大岩雄典は1993年埼玉県生まれ、現在東京藝術大学大学院映像研究科博士後期課程に在籍中の美術家。多層な空間と物語やせりふといった言葉を中心とするインスタレーションの制作に加え、研究、執筆、キュレーションなどその活動は多岐にわたる。6月7日に発売された『美術手帖 7月号』においても、アーティスト小寺創太のインタビュー記事にて聞き手・文を務めた。
近作には、カードゲーム・インスタレーション《刑吏たち伴奏たち》(2022)、作家やギャラリー同士の経済関係をジュースに変換した《margin reception》(2021)、ノイズに苛まれる話芸としての「漫才」に着目した《バカンス》(2020)などがある。

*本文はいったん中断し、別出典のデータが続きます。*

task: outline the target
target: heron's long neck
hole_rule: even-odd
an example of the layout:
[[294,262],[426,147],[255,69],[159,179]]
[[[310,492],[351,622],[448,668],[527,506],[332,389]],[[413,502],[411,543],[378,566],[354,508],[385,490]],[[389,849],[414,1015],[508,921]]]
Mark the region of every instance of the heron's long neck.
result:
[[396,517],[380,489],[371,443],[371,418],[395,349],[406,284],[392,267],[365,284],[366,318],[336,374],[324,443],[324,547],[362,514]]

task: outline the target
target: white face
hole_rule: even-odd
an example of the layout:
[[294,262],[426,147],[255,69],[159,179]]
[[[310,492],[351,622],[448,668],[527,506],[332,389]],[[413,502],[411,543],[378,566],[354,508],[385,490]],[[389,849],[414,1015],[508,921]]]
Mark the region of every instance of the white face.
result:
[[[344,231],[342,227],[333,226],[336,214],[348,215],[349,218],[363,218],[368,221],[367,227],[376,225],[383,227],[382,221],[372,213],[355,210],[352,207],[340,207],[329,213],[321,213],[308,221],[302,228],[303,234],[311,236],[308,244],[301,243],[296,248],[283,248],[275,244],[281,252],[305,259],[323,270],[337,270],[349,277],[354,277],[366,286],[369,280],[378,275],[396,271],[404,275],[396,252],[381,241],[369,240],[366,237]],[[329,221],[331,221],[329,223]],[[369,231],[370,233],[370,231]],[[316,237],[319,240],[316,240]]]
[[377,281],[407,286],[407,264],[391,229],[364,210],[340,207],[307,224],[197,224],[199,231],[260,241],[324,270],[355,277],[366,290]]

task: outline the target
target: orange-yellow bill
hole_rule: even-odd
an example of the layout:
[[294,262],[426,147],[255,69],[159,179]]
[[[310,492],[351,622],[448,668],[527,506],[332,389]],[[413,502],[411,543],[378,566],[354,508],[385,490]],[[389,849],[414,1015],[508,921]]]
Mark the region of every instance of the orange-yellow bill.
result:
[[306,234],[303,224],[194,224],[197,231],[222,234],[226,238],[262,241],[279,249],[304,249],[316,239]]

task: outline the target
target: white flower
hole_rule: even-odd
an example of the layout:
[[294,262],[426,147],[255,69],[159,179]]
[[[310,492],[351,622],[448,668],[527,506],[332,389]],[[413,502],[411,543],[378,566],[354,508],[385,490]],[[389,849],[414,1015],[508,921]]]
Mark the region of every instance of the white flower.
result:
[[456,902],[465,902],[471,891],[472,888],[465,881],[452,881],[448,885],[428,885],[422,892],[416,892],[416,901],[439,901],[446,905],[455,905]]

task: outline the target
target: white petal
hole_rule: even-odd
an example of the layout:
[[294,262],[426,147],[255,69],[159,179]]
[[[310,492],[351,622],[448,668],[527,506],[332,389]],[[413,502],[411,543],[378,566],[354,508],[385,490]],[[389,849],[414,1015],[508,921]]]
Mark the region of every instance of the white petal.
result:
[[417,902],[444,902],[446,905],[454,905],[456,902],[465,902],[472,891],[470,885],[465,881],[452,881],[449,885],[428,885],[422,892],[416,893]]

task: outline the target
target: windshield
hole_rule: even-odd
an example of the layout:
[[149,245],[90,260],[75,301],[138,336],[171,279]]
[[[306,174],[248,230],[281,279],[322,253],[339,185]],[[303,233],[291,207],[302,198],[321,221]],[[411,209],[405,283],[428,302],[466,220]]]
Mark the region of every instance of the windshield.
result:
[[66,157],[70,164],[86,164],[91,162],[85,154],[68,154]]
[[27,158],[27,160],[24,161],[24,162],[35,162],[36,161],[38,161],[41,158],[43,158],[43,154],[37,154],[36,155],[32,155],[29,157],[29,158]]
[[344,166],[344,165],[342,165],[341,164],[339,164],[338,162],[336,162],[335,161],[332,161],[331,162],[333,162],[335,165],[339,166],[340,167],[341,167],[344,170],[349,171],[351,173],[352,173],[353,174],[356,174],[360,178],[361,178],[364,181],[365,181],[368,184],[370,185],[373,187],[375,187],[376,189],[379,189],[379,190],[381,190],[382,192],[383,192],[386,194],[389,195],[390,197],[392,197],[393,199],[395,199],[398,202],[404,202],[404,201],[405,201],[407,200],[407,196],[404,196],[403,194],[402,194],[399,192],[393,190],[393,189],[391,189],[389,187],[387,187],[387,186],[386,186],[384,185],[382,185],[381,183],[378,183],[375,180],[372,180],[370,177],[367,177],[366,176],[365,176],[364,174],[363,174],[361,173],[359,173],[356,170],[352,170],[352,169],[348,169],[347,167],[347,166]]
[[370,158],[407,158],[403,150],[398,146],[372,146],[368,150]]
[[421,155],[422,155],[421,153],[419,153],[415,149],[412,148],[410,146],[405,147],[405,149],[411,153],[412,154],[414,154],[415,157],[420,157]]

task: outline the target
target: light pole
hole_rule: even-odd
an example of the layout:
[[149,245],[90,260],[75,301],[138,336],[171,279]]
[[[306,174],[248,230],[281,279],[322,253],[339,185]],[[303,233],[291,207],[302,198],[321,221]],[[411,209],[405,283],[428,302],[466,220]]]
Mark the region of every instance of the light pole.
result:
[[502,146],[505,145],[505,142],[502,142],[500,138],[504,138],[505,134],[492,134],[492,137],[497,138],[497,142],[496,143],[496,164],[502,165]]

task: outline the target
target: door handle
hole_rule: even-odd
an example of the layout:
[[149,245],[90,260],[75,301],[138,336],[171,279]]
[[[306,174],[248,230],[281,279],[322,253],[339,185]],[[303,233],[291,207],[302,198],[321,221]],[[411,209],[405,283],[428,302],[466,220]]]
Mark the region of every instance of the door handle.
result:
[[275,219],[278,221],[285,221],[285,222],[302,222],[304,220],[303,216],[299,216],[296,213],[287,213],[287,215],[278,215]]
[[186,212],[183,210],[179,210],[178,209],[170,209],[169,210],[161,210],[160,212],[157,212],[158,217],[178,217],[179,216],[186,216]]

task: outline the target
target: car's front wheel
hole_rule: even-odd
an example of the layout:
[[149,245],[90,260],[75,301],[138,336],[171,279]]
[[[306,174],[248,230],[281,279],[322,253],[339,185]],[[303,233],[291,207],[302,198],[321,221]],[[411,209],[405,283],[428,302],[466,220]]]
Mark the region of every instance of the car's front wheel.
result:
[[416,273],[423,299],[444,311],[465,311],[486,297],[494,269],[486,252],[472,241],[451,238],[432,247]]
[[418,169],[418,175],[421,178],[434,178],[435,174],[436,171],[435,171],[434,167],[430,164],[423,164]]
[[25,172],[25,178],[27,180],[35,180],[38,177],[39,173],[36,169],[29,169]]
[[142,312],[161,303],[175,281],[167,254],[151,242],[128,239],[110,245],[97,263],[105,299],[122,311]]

大岩はこれまで言語論や言語哲学、フィクション研究、ゲームスタディーズなどの領域に関心を持ち、戯曲、漫才、ホラーといった多様な言葉の様式を空間に組み込む(install)ことで、固有の時間感覚をもつ「空間芸術」として提示してきた。大岩はまた、「空間」をたんなる形態ととらえるのではなく、ゲーム的可能性、他人との親近感、時間との共働、契約や欲望の関係など、存在しうる多様な相の織り合わせと考え、インスタレーション・アートの形式を再解釈してきた。
ここにはまた、私たちが他者や物質、ときに観客や作者といかに「居合わせ(contemporary)」
なくてよいのかという主題が潜んでもいる。大岩によってつくられる観客に不安を感じさせるほど緻密な動線と伏線を内包する空間は、大掛かりな装置の作品や華やかなインスタレーション・ アートとは一線を画した刺激性を含むものになっている。
大岩にとって、美術館では初の作品発表の機会となる本展。展示に先立って大岩は、会場であり目[mé]の作品でもある「space」と周辺の十和田市街の空間が持つ性質を注意深く観察したという。そして、これまでの関心であった ドラマ(劇)、鑑賞者の行為や動線、展覧会の制度との一種の「地口」を見出した。言葉遊びのような空間の操作は、展示会場である「space」から十和田市街へ投影され、観客のパラノイア的な想像を掻き立てるだろう。
目に映る光景に着目し、元あった空間の見え方を一変させる目[mé]と、言葉を利用して空間体験を「修飾」する大岩。両者の作品は時に一見似たような外観を持つが、その本質は大きく異なる。目[mé]が「space」で設定した状況に大岩がいかに応答するかは本展「渦中のP」の見どころのひとつになっている。
本展は十和田市現代美術館「サテライト会場」初の展示であり、大岩の新作発表も行われる注目の展示。会期初日の7月1日13:00~14:00には、十和田市現代美術館のカフェでアーティスト・トークも予定されている。